Thursday, June 20, 2013

Back

The sweat. The mosquitoes. The sun. The mangos. The dust. The ocean. It's great to be back. I think I was honestly a little excited when I arrived in La Quinta, where I'm staying with a missionary family, the Pirkles, and sweat started beading on my forehead. Such a familiar feeling.

It almost seems like I was only gone for a few weeks. The night I arrived, I sat on the Pirkles' couch with the ceiling fan spinning lazily overhead and some of my favorite people around me, and I just felt so relaxed and at home. I had been completely prepared to find everything changed and foreign since I know a lot happens in a year here, but it doesn't really feel like much has.

Like I said, the Pirkles generously invited me to stay with them for the six weeks I'll be here.  Dr. Vance is an OB-GYN at the hospital and Miss Susan works as a hospital administrator. They have four kids living here (and then one away at college): Rebekah, Sarah, Caleb, and Phillip. They're crazy Georgia Bulldogs fans and beast at barbecue and, in general, wonderful people, and I'm glad to have a family to live with. I don't mind living by myself, but it's nice to have people to have dinner with and sit around in the evenings with and that sort of thing.

So far, my weekly schedule looks like this: Mondays, Wednesdays, and Fridays I'll be working at the Children's Center (basically a foster home), Tuesdays I'll go to La Ceiba to visit the people in Los Laureles (the community living in the city dump), and Wednesdays I'll go out to Rio Esteban to teach English at the bilingual school I was working at before.
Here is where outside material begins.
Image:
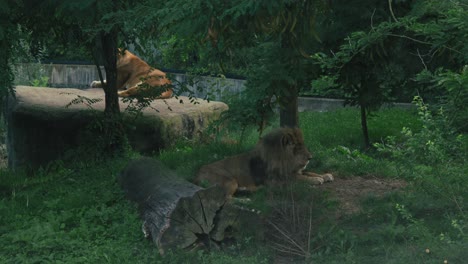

I've worked two days at the Children's Center. Iain and Liz, the Scottish couple who run the home, want me to work with the kids who go to the public school in Balfate to assess where they're at in their grade level, what areas they're struggling, and how we can help them improve (the schools don't provide the parents with much feedback on their kids' progress, other than that they're passing or failing). It's been a lot of fun working with the kids. One-on-one is much closer to my alley than managing an entire classroom.

Which is why I'm also enjoying going out to W-Ragar Bilingual School and teaching English. I was a little worried that I might have to substitute teach or something, but, so far, I have only been taking several kids at a time during class periods and working with them. Most of the students are really good and attentive. It's a lot of fun.

I wasn't able to go to the Dump last Tuesday, so I went Saturday instead. Lisa brought three of the boys from Los Laureles who are living with her indefinitely for different reasons, and we ran errands in town and visited the Dump.

Lisa kept asking the boys to keep their eyes open for José, a twelve-year-old boy who lived with her for a year and recently ran back to La Ceiba because of a crack addiction. He had stayed with her for so long, and loved reading the Bible and going to church. He went home to his family for a while, apparently, but he never stays there more than a few days because his step dad is abusive. Now he's back out on the streets with his older brother. We did see them walking along the road, and Lisa said they were probably headed for a stoplight to beg. It made me want to cry. Lisa said she sometimes wonders how many times your heart can be completely crushed before you can't take it anymore; how can you just keep loving? She knows better than a lot of people the answer to that question. In John 14:26-27, Jesus told his disciples, "The Helper, the Holy Spirit, whom the Father will send in my name, he will teach you all things and bring to your remembrance all that I have said to you. Peace I leave with you; my peace I give to you. Not as the world gives do I give to you. Let not your hearts be troubled, neither let them be afraid." Then, just a little bit later at the end of chapter 16 he says, "I have said these things to you, that in me you may have peace. In the world you will have tribulation. But take heart; I have overcome the world." That's how. It takes a lot of strength and love to keep pouring your heart out without receiving much in return, but that's what Jesus did for us and what he's called and equipped us to do. He already overcame the world. He gave us his peace. It's really amazing to me. If you remember, please be praying for this little boy, that he wouldn't be able to forget about Lisa and what he was learning about God.

If I get my thoughts a little more collected, I'll write later.